A major national program of demand-side management (DSM) has been instituted in the Thai power sector. Coordinated by a government agency but with strong support from local utilities and NGOs, this program has reduced the rate of growth in electricity demand significantly. Consequently, utilities have deferred power plant construction. One of the most successful areas of cooperation has been in the lighting sector. The Electricity Generating Agency of Thailand (EGAT) has worked with local manufacturers and distribution channels to expand the use of "thin-tube" high efficiency fluorescent lamps as an alternative to "fat-tube" conventional lamps. The new tubes reduce power demand, save fuel, decrease emissions, and, because they can be manufactured in-country, place a smaller burden on the scarce national reserves of hard currency. In the last four years, the Thai DSM program has saved 1,063 gigawatt-hours (GWh), allowed the deferment of 242 Mwe of new power plants, and offset almost 800,000 tons of CO2 in the lighting sector alone. The full national program (including lighting, refrigeration, air conditioning, electric motors and commercial building applications) has led to the deferment of about 300 MWe of new power plants and offset almost 1.2 million tons of CO2.

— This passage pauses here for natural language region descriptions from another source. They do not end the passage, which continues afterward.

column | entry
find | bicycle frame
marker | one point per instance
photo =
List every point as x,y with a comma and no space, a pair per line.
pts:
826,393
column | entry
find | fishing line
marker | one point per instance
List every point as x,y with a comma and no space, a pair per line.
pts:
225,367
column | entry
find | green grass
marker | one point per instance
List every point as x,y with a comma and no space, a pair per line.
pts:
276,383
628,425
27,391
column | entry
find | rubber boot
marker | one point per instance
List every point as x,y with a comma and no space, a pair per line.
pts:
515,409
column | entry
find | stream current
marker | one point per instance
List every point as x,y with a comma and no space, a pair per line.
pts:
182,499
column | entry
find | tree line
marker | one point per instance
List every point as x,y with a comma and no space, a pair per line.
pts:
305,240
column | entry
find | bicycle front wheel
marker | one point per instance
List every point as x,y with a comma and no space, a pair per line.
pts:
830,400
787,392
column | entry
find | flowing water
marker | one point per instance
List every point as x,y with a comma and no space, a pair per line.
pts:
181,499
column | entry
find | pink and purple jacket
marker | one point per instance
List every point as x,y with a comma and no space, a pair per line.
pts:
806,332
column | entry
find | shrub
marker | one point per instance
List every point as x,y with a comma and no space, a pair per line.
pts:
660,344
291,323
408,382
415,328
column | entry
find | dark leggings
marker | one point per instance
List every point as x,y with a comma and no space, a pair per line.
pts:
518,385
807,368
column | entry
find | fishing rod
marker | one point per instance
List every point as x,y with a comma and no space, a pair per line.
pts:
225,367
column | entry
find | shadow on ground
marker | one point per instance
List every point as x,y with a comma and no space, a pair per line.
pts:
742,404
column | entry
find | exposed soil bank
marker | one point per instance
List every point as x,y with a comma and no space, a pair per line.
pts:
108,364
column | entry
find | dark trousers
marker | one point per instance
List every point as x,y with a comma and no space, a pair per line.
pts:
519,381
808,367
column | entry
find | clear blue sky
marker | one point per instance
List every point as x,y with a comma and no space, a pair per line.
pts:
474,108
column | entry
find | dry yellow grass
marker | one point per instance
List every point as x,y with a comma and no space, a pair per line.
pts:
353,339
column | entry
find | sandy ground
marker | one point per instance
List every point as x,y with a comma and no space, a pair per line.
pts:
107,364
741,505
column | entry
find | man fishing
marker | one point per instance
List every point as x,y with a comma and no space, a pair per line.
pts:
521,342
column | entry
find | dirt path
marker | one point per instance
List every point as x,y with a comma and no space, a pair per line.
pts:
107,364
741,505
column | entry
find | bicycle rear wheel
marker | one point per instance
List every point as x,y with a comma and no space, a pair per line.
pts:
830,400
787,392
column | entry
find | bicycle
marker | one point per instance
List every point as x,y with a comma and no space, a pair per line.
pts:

The UNFCCC recognises that economic and social development and poverty eradication are the first and overriding priorities of the developing country Parties of the Convention. All Parties have a right to, and should promote sustainable development. In implementing measures to address climate change and its adverse effects, the provision of the necessary financial resources and transfer of technology to developing countries is essential. Articles 4.3, 4.5, and 4.7 of the UNFCCC embody these commitments.
The UNFCCC also recognises that the climate change issue can be addressed through emission mitigation measures and adaptation measures. However, adaptation has played only a marginal part in the reports produced by IPCC so far. This is reflected on the attention given to adaptation technology development and its transfer. One view is that adaptation technologies help local people adapt because of the perceived local impact. Emphasis has therefore been on mitigation technologies which are seen as contributing to the solution to the global problem of climate change. All this is reflected in the little attention given to activating the CoP1 decisions on adaptation (see also Section 4.10 in Chapter 4 for a further discussion).
The diversity of issues means that attention at all levels of society is relevant. National Environmental Education Programs emphasise public participation in the solutions to environmental problems. Just as in the National Innovation Systems and those of Environmental Impact Evaluation (which also offer possibilities to involve citizen participation), such programmes can identify and support actions related to technology transfer/climatic change, referring also to recommendations of Agenda 21. Article 6 of the Convention specifically addresses the role education, training and public awareness-raising have in addressing climate change issues.
Internationally, the ISO 14000 series of environmental management standards can foster a greater ecological conscience in industrial sectors, and with this enhance the transfer and application of environmentally sound technologies (UN, 1997). In addition, sectoral initiatives and agreements can also be relevant to technology transfer and global dissemination, particularly for sectors (like vehicles and electric power generation) in which production of leading technology is concentrated in relatively few global companies.